Frequently asked questions
- What is a strangle on PFLT?
- A strangle on PFLT is the strangle strategy applied to PFLT (stock). The strategy is structurally neutral / high-volatility (long premium, OTM): A long strangle buys an OTM call and an OTM put at offset strikes, cheaper than a straddle but requiring a larger underlying move to profit since both wings start out-of-the-money. With PFLT stock trading near $7.47, the strikes shown on this page are snapped to the nearest listed PFLT chain strike and the premiums come straight from the end-of-day bid/ask midpoint.
- How are PFLT strangle max profit and max loss calculated?
- Upside max profit is unbounded; downside max profit is bounded at the put strike minus the combined debit (reached at zero). Max loss equals the combined debit times 100 (reached anywhere between the two OTM strikes). Two breakevens at call-strike plus debit and put-strike minus debit. For the PFLT strangle priced from the end-of-day chain at a 30-day expiry (ATM IV 13.70%), the computed maximum profit is unbounded per contract and the computed maximum loss is unbounded per contract. Live intraday quotes will differ as the chain moves through the trading session.
- What is the breakeven for a PFLT strangle?

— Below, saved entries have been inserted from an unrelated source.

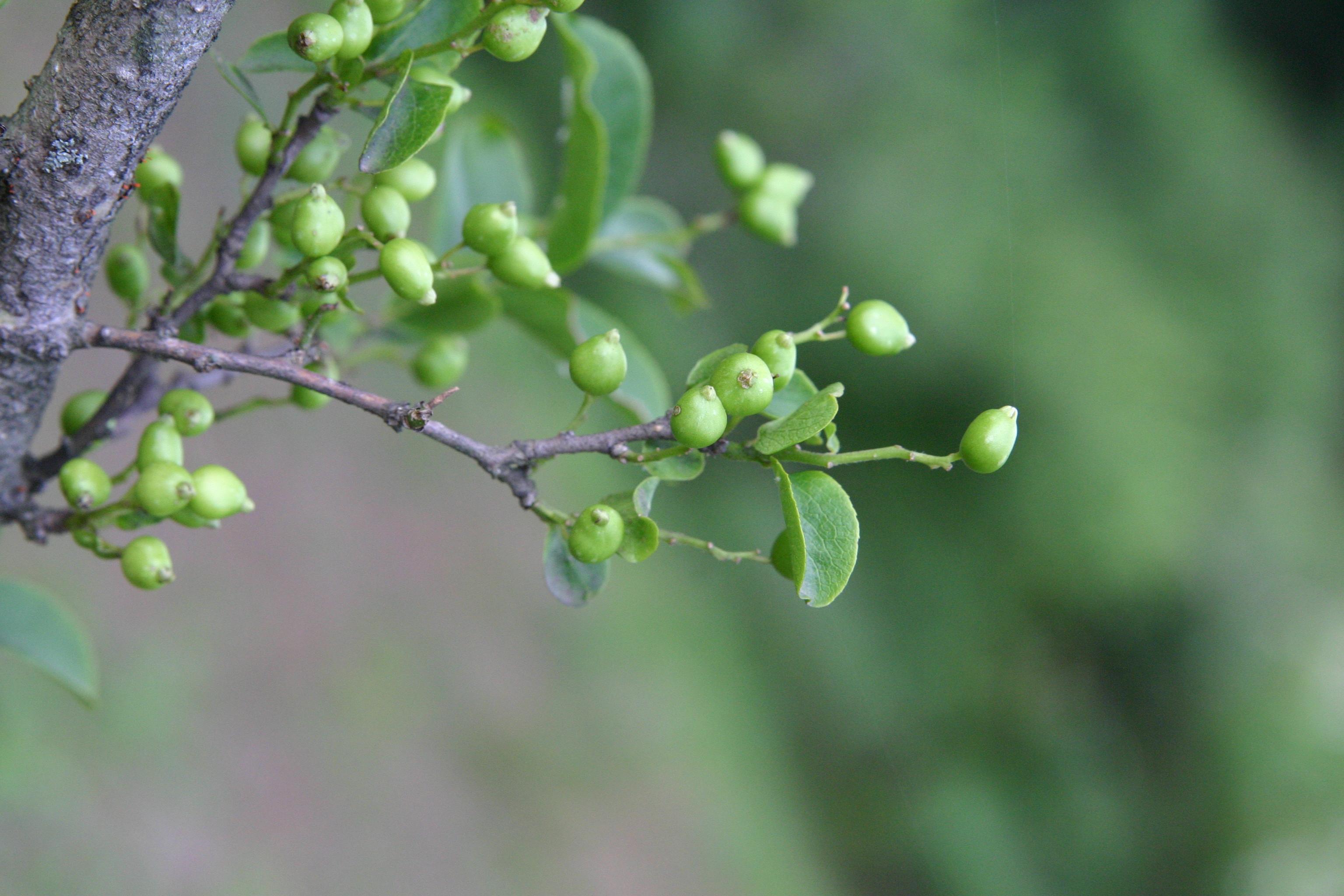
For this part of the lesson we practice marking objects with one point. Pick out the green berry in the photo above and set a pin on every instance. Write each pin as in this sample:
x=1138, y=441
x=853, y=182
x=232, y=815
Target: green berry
x=146, y=564
x=163, y=490
x=357, y=23
x=318, y=160
x=523, y=264
x=316, y=37
x=128, y=272
x=319, y=224
x=408, y=270
x=990, y=440
x=191, y=412
x=327, y=274
x=161, y=444
x=80, y=410
x=256, y=246
x=877, y=328
x=220, y=494
x=269, y=313
x=386, y=213
x=741, y=160
x=699, y=420
x=777, y=350
x=414, y=179
x=598, y=364
x=85, y=484
x=491, y=228
x=597, y=534
x=253, y=146
x=745, y=385
x=515, y=34
x=441, y=362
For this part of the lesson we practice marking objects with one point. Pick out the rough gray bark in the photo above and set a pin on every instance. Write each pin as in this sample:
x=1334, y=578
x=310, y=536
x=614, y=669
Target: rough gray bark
x=66, y=163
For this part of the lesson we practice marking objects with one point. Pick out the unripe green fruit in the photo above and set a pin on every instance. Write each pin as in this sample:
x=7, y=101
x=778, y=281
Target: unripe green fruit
x=414, y=179
x=318, y=160
x=741, y=160
x=515, y=34
x=128, y=272
x=523, y=264
x=80, y=410
x=699, y=420
x=597, y=534
x=146, y=564
x=408, y=272
x=745, y=385
x=163, y=490
x=161, y=444
x=220, y=494
x=253, y=146
x=316, y=37
x=598, y=364
x=319, y=224
x=271, y=313
x=327, y=274
x=769, y=218
x=386, y=213
x=441, y=362
x=877, y=328
x=491, y=228
x=256, y=246
x=85, y=484
x=990, y=440
x=357, y=23
x=777, y=350
x=191, y=412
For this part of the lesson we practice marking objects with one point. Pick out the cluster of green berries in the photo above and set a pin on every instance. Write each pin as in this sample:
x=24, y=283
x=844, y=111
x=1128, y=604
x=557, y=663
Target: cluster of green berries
x=769, y=194
x=164, y=490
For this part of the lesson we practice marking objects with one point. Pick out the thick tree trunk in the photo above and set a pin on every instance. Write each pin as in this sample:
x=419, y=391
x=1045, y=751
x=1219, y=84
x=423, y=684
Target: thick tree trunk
x=66, y=163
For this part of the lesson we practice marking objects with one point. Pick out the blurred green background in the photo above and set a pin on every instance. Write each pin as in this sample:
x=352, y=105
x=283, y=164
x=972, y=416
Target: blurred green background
x=1116, y=667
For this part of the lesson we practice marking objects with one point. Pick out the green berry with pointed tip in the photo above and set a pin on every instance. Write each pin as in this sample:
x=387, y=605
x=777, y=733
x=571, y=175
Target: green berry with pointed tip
x=128, y=272
x=515, y=34
x=161, y=444
x=164, y=488
x=598, y=364
x=414, y=179
x=745, y=385
x=490, y=228
x=877, y=328
x=386, y=213
x=990, y=440
x=777, y=350
x=147, y=564
x=597, y=534
x=191, y=412
x=85, y=484
x=441, y=362
x=523, y=264
x=80, y=410
x=316, y=37
x=698, y=418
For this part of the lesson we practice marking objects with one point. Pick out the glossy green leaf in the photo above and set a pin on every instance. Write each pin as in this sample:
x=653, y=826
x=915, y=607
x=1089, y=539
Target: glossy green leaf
x=43, y=632
x=569, y=579
x=412, y=115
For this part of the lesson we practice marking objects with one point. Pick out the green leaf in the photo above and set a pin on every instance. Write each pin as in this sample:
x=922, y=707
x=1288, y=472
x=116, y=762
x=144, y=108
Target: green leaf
x=809, y=420
x=412, y=115
x=705, y=367
x=823, y=532
x=483, y=163
x=570, y=581
x=49, y=636
x=272, y=53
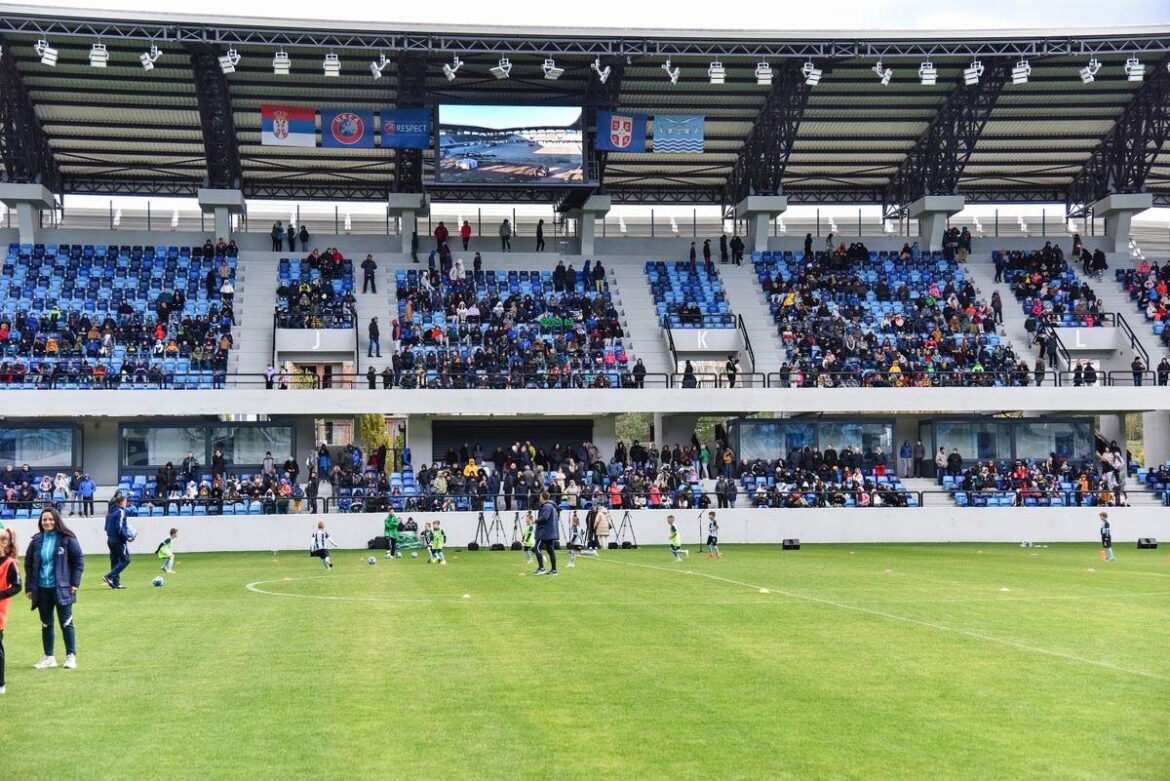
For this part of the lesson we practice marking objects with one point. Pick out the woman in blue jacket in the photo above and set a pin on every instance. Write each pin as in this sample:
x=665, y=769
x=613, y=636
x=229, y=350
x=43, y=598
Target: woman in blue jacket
x=53, y=567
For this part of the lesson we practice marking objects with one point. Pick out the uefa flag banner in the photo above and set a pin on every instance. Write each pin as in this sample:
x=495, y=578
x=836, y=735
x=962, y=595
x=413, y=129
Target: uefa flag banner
x=346, y=130
x=620, y=132
x=288, y=125
x=679, y=133
x=406, y=129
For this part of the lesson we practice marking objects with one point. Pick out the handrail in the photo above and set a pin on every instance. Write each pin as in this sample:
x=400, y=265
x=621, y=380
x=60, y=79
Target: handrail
x=747, y=340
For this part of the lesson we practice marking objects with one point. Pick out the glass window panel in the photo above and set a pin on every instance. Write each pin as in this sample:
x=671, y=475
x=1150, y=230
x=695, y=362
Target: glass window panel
x=38, y=447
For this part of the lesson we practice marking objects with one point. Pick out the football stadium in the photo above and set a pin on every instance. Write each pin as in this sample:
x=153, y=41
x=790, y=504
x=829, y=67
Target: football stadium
x=503, y=401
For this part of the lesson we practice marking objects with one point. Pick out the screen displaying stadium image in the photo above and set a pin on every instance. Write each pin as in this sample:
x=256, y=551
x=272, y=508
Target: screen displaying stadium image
x=509, y=145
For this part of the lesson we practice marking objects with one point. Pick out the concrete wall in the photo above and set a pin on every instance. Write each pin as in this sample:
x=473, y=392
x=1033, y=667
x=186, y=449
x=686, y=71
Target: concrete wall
x=756, y=526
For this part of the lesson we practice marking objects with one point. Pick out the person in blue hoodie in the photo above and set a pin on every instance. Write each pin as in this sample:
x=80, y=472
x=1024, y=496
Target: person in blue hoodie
x=117, y=538
x=53, y=568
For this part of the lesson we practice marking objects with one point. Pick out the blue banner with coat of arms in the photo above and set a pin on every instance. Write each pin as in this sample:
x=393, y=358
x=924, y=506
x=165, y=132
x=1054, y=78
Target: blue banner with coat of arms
x=679, y=133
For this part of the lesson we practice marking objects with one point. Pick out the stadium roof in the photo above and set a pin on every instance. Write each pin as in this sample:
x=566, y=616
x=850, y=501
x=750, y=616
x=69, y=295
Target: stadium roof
x=183, y=124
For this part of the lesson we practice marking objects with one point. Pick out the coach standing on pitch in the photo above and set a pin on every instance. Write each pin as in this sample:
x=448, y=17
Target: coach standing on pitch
x=546, y=534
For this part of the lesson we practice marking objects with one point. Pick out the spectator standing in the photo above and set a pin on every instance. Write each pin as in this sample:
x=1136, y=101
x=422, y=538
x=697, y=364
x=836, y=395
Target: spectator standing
x=506, y=236
x=53, y=569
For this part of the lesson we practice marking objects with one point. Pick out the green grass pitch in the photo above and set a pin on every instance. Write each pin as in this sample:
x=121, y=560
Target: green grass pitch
x=857, y=662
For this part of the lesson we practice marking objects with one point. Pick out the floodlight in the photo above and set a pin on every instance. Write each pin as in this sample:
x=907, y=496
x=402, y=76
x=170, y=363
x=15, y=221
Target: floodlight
x=1088, y=73
x=331, y=66
x=452, y=68
x=150, y=57
x=673, y=73
x=764, y=74
x=603, y=74
x=229, y=61
x=47, y=54
x=551, y=71
x=928, y=74
x=1135, y=70
x=376, y=68
x=282, y=64
x=98, y=56
x=811, y=73
x=971, y=74
x=1021, y=71
x=502, y=69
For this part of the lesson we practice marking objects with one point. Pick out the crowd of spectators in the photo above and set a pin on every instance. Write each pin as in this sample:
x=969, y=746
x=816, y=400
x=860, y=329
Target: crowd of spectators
x=459, y=327
x=316, y=292
x=861, y=318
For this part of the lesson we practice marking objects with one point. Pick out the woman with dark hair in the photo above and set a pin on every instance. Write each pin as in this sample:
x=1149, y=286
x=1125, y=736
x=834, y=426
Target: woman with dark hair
x=53, y=567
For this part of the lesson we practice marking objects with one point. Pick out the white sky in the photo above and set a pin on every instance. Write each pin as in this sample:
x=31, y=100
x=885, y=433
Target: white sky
x=688, y=14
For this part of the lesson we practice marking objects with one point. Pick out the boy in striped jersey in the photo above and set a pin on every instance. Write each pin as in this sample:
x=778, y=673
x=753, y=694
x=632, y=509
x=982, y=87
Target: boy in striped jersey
x=318, y=545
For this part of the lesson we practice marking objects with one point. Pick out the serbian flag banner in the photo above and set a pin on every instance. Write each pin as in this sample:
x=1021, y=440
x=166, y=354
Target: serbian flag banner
x=288, y=125
x=346, y=130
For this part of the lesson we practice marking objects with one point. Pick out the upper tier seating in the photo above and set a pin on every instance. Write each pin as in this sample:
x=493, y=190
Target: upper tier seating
x=875, y=319
x=87, y=316
x=688, y=297
x=507, y=329
x=315, y=292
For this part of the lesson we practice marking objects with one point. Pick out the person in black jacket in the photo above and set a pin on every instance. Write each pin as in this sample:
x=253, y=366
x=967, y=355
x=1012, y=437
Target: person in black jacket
x=53, y=585
x=546, y=534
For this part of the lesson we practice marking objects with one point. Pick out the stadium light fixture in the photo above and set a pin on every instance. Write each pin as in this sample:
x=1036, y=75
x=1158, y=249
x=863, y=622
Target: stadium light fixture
x=229, y=61
x=47, y=54
x=379, y=66
x=673, y=73
x=452, y=68
x=1021, y=71
x=1135, y=70
x=551, y=71
x=928, y=74
x=764, y=74
x=1088, y=73
x=282, y=64
x=502, y=69
x=811, y=73
x=331, y=66
x=972, y=73
x=98, y=56
x=603, y=74
x=150, y=57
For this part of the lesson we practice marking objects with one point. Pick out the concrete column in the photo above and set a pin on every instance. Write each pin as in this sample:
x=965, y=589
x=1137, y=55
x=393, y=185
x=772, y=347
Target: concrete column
x=758, y=211
x=1119, y=211
x=1156, y=437
x=931, y=212
x=29, y=201
x=407, y=207
x=221, y=205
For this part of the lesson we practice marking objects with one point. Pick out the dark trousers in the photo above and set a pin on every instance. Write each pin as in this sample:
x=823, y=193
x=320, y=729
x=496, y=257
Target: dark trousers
x=119, y=559
x=46, y=603
x=546, y=546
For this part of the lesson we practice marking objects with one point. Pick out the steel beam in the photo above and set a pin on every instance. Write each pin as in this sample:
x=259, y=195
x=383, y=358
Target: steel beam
x=1122, y=160
x=221, y=146
x=23, y=146
x=935, y=165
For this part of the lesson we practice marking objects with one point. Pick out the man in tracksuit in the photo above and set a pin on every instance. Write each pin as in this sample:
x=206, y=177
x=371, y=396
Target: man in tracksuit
x=546, y=534
x=117, y=538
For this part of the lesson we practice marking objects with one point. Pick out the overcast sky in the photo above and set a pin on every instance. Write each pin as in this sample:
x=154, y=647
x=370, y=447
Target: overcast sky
x=692, y=14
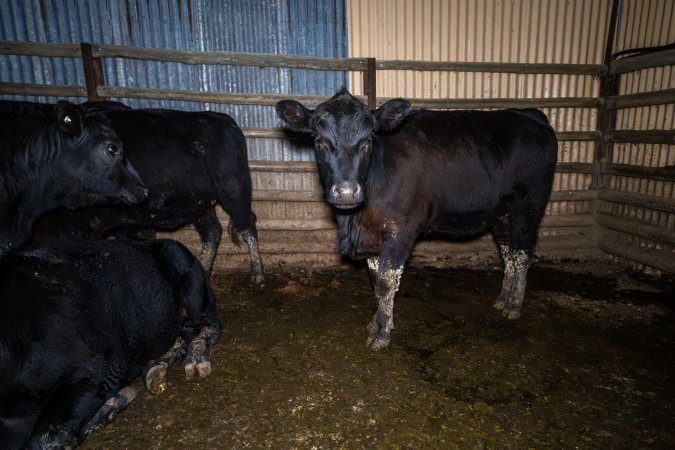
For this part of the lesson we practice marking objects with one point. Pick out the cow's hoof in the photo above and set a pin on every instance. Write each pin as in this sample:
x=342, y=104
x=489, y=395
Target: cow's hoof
x=377, y=342
x=257, y=278
x=204, y=369
x=499, y=305
x=155, y=378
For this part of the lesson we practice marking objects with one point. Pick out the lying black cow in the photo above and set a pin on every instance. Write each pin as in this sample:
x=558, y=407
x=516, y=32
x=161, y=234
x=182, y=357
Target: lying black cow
x=190, y=162
x=395, y=174
x=77, y=324
x=53, y=156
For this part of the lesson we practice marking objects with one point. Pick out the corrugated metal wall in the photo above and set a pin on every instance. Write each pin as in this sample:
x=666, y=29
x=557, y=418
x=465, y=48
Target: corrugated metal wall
x=646, y=23
x=298, y=27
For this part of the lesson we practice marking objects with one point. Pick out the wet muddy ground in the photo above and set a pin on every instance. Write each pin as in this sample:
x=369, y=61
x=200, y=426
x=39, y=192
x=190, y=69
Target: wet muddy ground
x=590, y=364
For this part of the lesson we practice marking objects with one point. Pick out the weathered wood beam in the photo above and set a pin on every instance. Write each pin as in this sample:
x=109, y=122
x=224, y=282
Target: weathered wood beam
x=212, y=97
x=648, y=61
x=46, y=90
x=230, y=58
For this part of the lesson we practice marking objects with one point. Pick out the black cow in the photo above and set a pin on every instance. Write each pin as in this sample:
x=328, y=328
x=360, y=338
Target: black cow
x=395, y=174
x=53, y=156
x=79, y=323
x=190, y=162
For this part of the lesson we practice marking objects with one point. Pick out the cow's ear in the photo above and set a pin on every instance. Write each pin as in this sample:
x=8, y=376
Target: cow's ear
x=390, y=115
x=69, y=118
x=295, y=115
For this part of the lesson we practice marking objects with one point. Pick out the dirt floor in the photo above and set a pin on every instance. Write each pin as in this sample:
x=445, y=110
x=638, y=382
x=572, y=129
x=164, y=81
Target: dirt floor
x=590, y=364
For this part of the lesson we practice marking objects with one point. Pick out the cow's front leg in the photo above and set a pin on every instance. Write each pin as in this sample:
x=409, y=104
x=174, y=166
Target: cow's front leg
x=197, y=356
x=257, y=271
x=155, y=371
x=516, y=265
x=386, y=281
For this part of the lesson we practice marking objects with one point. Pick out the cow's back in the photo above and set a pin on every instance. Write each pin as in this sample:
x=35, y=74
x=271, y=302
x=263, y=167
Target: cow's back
x=104, y=297
x=171, y=148
x=466, y=159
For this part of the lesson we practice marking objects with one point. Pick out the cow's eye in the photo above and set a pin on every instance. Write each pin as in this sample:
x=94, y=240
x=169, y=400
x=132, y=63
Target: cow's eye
x=320, y=143
x=113, y=150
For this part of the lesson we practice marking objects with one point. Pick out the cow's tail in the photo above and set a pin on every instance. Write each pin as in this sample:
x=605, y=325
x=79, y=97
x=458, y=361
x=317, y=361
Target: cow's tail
x=535, y=114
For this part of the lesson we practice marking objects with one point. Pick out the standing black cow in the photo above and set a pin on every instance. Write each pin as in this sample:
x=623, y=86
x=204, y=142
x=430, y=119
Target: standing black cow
x=190, y=162
x=53, y=156
x=395, y=174
x=79, y=323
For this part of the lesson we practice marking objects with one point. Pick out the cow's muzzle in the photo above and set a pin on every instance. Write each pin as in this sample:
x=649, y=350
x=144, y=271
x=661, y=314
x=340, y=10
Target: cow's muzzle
x=345, y=195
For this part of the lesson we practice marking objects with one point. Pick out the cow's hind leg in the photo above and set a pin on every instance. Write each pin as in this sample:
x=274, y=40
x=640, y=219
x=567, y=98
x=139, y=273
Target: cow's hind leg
x=242, y=223
x=109, y=410
x=197, y=356
x=516, y=264
x=210, y=230
x=516, y=234
x=386, y=281
x=154, y=374
x=250, y=236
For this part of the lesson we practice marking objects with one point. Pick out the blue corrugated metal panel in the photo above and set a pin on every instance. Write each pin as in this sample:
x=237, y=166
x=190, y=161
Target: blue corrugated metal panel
x=296, y=27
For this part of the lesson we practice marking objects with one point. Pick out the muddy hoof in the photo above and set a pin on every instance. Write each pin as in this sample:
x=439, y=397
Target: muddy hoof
x=257, y=278
x=204, y=369
x=128, y=394
x=155, y=378
x=375, y=343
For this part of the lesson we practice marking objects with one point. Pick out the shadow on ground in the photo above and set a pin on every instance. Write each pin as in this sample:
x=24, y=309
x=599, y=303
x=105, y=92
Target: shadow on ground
x=589, y=364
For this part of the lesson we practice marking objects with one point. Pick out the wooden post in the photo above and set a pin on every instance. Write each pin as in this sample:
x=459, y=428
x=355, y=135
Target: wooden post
x=93, y=72
x=370, y=84
x=609, y=86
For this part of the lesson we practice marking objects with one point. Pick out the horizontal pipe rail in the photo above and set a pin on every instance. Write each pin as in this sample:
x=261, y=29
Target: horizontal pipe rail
x=618, y=246
x=653, y=173
x=639, y=200
x=642, y=136
x=484, y=103
x=636, y=228
x=494, y=67
x=653, y=98
x=282, y=133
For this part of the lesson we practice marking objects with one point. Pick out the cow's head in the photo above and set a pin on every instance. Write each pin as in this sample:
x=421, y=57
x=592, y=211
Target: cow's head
x=90, y=166
x=343, y=129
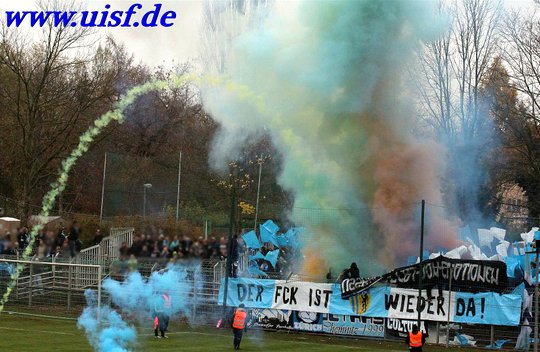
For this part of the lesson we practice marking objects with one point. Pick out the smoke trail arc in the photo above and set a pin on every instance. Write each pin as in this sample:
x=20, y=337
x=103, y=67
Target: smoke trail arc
x=240, y=92
x=84, y=143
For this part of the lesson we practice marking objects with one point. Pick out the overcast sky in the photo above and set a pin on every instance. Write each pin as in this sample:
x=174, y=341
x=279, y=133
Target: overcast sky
x=179, y=43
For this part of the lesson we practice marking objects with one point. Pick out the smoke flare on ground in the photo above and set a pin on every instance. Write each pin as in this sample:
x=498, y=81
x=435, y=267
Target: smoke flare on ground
x=140, y=298
x=331, y=75
x=105, y=329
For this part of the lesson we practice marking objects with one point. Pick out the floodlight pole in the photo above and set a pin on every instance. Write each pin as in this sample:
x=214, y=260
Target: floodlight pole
x=421, y=260
x=145, y=187
x=230, y=246
x=536, y=302
x=103, y=189
x=178, y=188
x=258, y=191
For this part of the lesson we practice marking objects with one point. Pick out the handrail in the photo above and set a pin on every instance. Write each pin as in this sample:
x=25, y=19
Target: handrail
x=48, y=263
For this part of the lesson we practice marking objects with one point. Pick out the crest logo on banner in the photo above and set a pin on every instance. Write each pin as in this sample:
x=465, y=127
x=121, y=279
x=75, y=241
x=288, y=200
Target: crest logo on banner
x=360, y=303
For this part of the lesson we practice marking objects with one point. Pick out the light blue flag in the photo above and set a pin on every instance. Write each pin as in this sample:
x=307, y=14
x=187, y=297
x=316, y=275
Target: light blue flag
x=283, y=240
x=254, y=270
x=411, y=260
x=497, y=345
x=269, y=232
x=251, y=240
x=272, y=257
x=257, y=255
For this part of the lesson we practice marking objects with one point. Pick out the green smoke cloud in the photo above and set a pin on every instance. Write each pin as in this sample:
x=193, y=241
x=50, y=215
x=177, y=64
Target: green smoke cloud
x=84, y=143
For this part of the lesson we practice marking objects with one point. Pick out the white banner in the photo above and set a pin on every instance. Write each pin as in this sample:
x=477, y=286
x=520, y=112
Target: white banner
x=302, y=296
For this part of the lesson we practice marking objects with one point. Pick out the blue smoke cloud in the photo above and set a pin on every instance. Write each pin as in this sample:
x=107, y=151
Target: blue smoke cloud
x=139, y=297
x=105, y=329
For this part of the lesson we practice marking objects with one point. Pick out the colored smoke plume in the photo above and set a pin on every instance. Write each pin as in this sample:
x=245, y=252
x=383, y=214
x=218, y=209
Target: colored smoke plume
x=331, y=74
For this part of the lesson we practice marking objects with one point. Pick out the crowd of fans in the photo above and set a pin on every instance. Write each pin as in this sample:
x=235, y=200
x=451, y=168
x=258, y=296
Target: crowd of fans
x=64, y=243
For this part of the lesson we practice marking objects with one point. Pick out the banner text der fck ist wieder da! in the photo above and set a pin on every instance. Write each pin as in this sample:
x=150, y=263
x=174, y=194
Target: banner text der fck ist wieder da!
x=378, y=302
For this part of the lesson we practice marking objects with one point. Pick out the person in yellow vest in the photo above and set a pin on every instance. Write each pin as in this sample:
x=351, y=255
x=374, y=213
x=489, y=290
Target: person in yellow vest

- The breakeven for the PFLT strangle priced on this page is no defined breakeven on the modeled curve at expiration, derived from end-of-day chain premiums. Breakeven is the underlying price at which the strategy's P&L crosses zero ignoring transaction costs and assignment risk. The current PFLT market-implied 1-standard-deviation expected move is approximately 3.93%; if the move sits well outside the breakeven distance, the structure's risk-reward becomes correspondingly tighter.
- When should you consider a strangle on PFLT?
- Strangles on PFLT are the cheaper cousin of the straddle - traders use them when they want a large directional move but are willing to give up the inner-strike sensitivity in exchange for a lower up-front debit on the PFLT chain.
- How does current PFLT implied volatility affect this strangle?
- PFLT ATM IV is at 13.70% with IV rank near 3.03%, which is on the low end of its 1-year range. Premium-buying structures (long call, long put, debit spreads) are relatively cheap in this regime; premium-selling structures collect less credit per unit risk.